O presidente da Confederação disse também que vai encaminhar ao Ministério
do Trabalho uma proposta visando à criação de um fundo de sustentabilidade
para o setor, em períodos de crise. O fundo seria composto de 1% dos
recursos oriundos das exportações de aves e seria utilizado, por exemplo,
para evitar as demissões, ao garantir uma remuneração para os trabalhadores.
"O setor de aves impulsionou a economia brasileira e trouxe destaque o
Brasil como exportador de frango. O bônus já foi colhido, agora, o ônus não
pode ser só para nós (trabalhadores)", defendeu.
Unidade da Sadia
em Concórdia vai interromper abate de frangos
O Encontro Nacional do Frango, que aconteceu pela primeira vez em
Uberlândia, reuniu 95% dos representantes de trabalhadores em indústrias do
setor avícola, distribuídos em 16 sindicatos, de oito Estados brasileiros.
Conforme relataram alguns dos participantes que vieram do Sul, naquela
região, os reflexos da gripe do frango - que já atingiu países Ásia, Europa
e África ? chegaram aos empregados das unidades de produção.
Geferson Carminatte, membro da direção de um sindicato de Concórdia (SC),
informou que, na unidade da Sadia daquele município, houve uma redução de
25% na produção e a empresa vai interromper o abate de frangos entre os dias
28 deste mês e 4 de abril. De acordo com o sindicalista, não houve demissões
porque foi negociada a redistribuição de 250 trabalhadores dentro da própria
fábrica. Outros 250 deverão deixar a fábrica espontaneamente e as vagas não
deverão ser preenchidas novamente, pelo menos, por enquanto.

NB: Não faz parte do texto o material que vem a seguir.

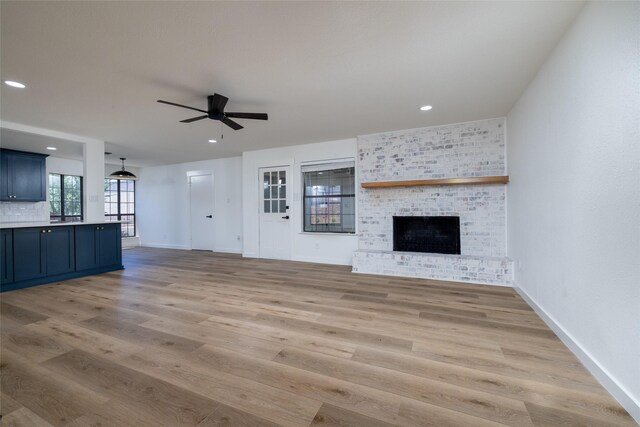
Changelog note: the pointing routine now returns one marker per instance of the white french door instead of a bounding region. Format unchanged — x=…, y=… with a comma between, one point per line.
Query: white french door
x=275, y=223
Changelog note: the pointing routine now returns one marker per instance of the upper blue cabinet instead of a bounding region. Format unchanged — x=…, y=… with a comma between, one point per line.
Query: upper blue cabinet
x=23, y=176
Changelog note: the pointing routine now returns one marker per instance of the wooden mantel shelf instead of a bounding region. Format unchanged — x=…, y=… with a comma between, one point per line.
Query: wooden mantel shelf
x=443, y=181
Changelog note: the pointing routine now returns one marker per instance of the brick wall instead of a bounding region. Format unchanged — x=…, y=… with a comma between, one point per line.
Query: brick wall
x=469, y=149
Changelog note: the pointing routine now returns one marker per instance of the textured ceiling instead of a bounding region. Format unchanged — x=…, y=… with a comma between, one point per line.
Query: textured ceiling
x=321, y=70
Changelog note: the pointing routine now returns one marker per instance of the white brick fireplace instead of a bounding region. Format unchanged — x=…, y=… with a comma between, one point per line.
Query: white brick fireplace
x=463, y=150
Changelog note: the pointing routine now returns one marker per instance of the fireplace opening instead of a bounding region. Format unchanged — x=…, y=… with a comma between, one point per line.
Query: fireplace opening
x=431, y=234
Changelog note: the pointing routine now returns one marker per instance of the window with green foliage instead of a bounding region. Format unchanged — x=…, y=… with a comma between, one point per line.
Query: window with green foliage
x=65, y=198
x=329, y=198
x=119, y=204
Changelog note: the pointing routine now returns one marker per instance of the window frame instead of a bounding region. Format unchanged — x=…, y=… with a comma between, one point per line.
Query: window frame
x=119, y=215
x=63, y=217
x=327, y=167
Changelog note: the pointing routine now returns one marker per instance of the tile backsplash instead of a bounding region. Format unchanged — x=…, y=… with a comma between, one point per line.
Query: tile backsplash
x=24, y=211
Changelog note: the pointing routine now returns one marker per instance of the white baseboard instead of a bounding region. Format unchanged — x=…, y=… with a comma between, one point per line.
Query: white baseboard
x=320, y=260
x=602, y=375
x=228, y=250
x=164, y=246
x=130, y=242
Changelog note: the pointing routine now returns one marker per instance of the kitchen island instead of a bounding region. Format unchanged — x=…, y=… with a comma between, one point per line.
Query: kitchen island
x=35, y=253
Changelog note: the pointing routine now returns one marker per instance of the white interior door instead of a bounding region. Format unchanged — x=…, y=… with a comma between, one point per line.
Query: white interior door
x=275, y=225
x=201, y=211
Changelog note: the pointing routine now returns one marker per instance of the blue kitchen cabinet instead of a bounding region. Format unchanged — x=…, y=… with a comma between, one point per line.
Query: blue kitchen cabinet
x=38, y=255
x=43, y=251
x=23, y=176
x=98, y=246
x=6, y=257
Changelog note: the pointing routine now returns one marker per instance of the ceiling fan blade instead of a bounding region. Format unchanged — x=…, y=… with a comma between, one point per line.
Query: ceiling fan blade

Além de tratar das conseqüências da queda na produção, o que está sendo
esperado, os sindicalistas ressaltaram que não vão "fazer o jogo do patrão",
ou seja, dar à crise uma dimensão que ela não tem e esquecer da pauta de
reivindicações dos funcionários. Eles vão negociar recomposição salarial
para as datas-base e questionar sobre a quantidade de trabalhadores
lecionados por causa do ritmo intenso de trabalho e práticas repetitivas.

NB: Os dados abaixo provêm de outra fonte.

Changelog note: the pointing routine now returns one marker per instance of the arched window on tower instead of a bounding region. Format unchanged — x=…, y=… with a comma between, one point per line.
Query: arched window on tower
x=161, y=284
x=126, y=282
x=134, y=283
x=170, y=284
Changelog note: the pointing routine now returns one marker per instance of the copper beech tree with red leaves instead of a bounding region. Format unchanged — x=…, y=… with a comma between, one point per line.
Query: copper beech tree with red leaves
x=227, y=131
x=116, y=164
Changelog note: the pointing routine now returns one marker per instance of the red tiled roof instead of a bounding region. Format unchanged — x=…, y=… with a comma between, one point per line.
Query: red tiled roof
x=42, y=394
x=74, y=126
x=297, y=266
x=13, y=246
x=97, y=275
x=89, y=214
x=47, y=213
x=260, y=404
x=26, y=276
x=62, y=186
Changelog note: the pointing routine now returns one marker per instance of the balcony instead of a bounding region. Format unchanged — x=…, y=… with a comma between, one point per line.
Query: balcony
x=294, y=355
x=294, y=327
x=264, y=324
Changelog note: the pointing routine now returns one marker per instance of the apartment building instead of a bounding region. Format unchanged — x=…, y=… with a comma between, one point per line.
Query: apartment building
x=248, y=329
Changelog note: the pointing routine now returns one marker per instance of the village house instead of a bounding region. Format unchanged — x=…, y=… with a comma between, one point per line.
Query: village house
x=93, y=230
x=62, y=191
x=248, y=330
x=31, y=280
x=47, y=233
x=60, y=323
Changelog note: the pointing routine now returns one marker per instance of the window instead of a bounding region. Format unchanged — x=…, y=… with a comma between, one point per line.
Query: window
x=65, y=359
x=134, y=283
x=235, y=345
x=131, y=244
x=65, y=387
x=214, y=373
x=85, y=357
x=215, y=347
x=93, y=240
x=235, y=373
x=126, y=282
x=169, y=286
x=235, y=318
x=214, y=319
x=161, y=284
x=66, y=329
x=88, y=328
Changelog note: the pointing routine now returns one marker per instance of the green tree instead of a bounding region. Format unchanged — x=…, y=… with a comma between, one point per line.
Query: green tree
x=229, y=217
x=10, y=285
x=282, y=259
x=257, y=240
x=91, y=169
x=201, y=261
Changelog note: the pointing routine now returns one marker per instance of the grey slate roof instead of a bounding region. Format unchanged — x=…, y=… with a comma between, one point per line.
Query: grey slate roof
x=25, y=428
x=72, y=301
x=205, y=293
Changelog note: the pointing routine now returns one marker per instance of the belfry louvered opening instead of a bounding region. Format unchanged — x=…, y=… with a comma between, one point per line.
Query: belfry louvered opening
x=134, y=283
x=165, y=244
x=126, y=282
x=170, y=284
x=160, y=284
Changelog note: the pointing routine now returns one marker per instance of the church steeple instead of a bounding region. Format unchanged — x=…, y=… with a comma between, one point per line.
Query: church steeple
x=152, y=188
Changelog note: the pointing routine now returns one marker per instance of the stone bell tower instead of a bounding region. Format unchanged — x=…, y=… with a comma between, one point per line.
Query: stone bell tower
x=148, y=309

Em Lajeado (RS), a Avipal, principal empregadora do setor avícola, no
município, com 4,5 mil funcionários, deve dar férias coletivas a partir do
dia 13 de abril para os trabalhadores que têm mais de oito meses de
trabalho. A informação é do presidente dos trabalhadores, Adão José Gossmann.
Segundo ele, a empresa já eliminou ovos e sacrificou pintinhos que
representariam parte da produção no mês que vem. A unidade de Porto Alegre
já está em férias coletivas, conforme afirmou o sindicalista. "Não há mais
espaço para colocar estoques e a empresa alega que está trabalhando com R$
0,30 de prejuízo por quilo de frango", relatou.